Post-treatment has been demonstrated as an effective strategy for passivating defects, especially at interfaces, which detrimentally impede the photovoltaic performance of perovskite solar cells (PSCs). Herein, a selfassembly molecule with dipole moment, [4-(3,6-dimethyl-9 H -carbazol-9-yl)butyl]phosphonic acid (Me4PACz), is selected as an effective passivator to modulate the surficial environment of perovskite films by a facile solution method.
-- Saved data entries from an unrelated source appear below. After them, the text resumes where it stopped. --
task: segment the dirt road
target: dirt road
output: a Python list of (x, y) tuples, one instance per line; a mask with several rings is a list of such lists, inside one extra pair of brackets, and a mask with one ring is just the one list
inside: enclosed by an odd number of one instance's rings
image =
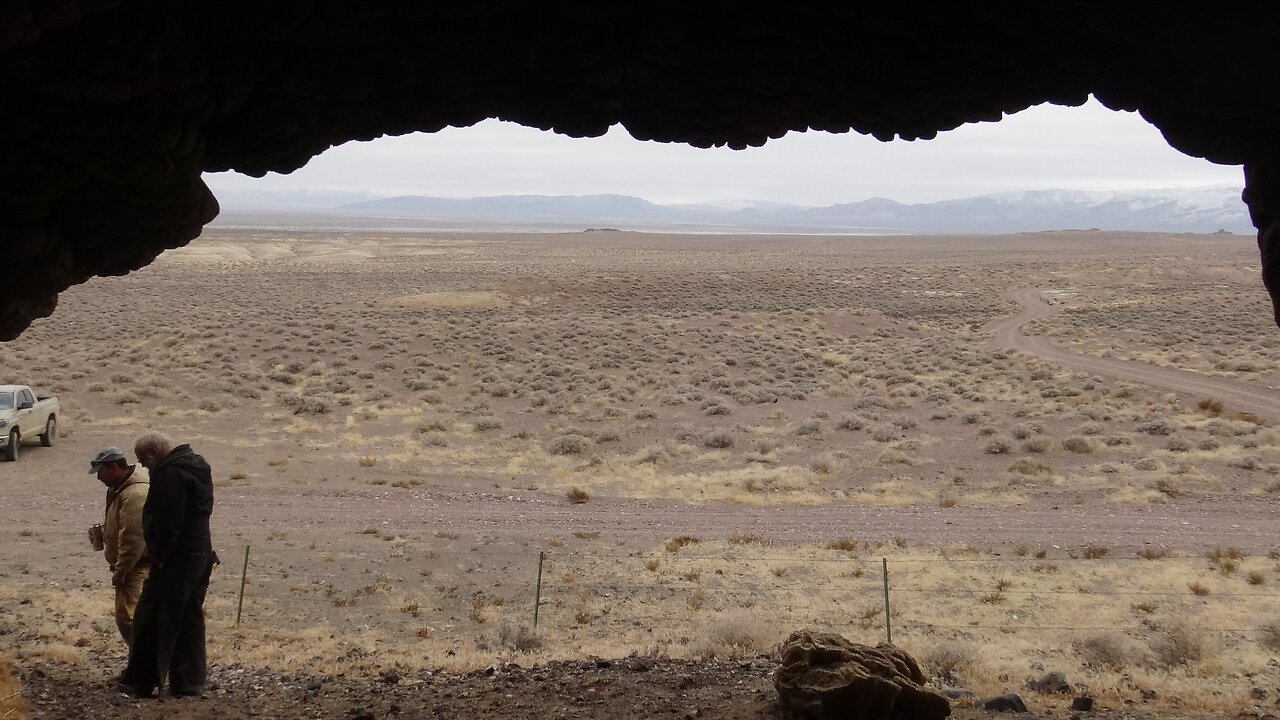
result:
[[(99, 442), (90, 440), (86, 447), (71, 450), (67, 456), (87, 457), (91, 454), (88, 448)], [(24, 458), (29, 466), (52, 460), (52, 455), (36, 453)], [(96, 493), (90, 495), (82, 484), (76, 484), (79, 479), (70, 473), (45, 472), (0, 483), (0, 524), (46, 536), (65, 534), (67, 519), (92, 517), (98, 501)], [(746, 534), (784, 544), (825, 543), (844, 537), (870, 541), (900, 538), (914, 546), (931, 547), (1027, 544), (1069, 549), (1104, 544), (1114, 551), (1133, 551), (1156, 545), (1192, 553), (1215, 545), (1265, 553), (1280, 536), (1275, 502), (1231, 497), (1152, 505), (962, 504), (943, 508), (859, 503), (695, 504), (598, 495), (588, 503), (574, 505), (562, 496), (540, 492), (260, 485), (219, 489), (215, 519), (217, 527), (226, 529), (305, 533), (312, 528), (338, 536), (359, 534), (378, 525), (401, 533), (475, 533), (509, 539), (575, 531), (600, 532), (635, 542), (657, 542), (678, 535), (725, 539)], [(12, 550), (23, 554), (21, 547)], [(33, 546), (32, 551), (43, 552), (40, 546)], [(38, 562), (40, 558), (14, 560)]]
[(1121, 378), (1150, 387), (1167, 388), (1201, 399), (1221, 400), (1232, 410), (1251, 412), (1271, 420), (1280, 418), (1280, 392), (1262, 385), (1229, 378), (1206, 377), (1199, 373), (1146, 363), (1082, 355), (1042, 337), (1024, 334), (1022, 326), (1058, 312), (1058, 308), (1041, 299), (1042, 292), (1039, 288), (1023, 288), (1012, 293), (1012, 299), (1021, 306), (1021, 310), (1017, 315), (987, 325), (985, 329), (992, 334), (994, 343), (1038, 355), (1073, 370)]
The phosphonic groups of Me-4PACz can interact with uncoordinated Pb 2+ to effectively reduce the surficial defect state density of perovskites and suppress nonradiative recombination. The introduction of self-assembled molecules between perovskites and spiro-OMeTAD not only forms negative dipoles pointing outward from the surface of perovskite, which leads to the improvement of the energy level alignment, but also possibly acts as a bridge for interfacial hole transfer, enhancing the efficiency of carrier extraction and transport. Consequently, after post-treatment via Me-4PACz, the power conversion efficiency (PCE) was boosted from 22.04 % to 23.29 % with decreased hysteresis. Meanwhile, the strong coordination effect of self-assembled molecules is also conducive to the device stability. The unsealed PSCs remained 84 % of initial efficiency after thermal aging at 85 degrees C for 504 h. This simple modification method using self-assembled molecules presents great potential for achieving stable and efficient PSCs based on sustainable passivation effect.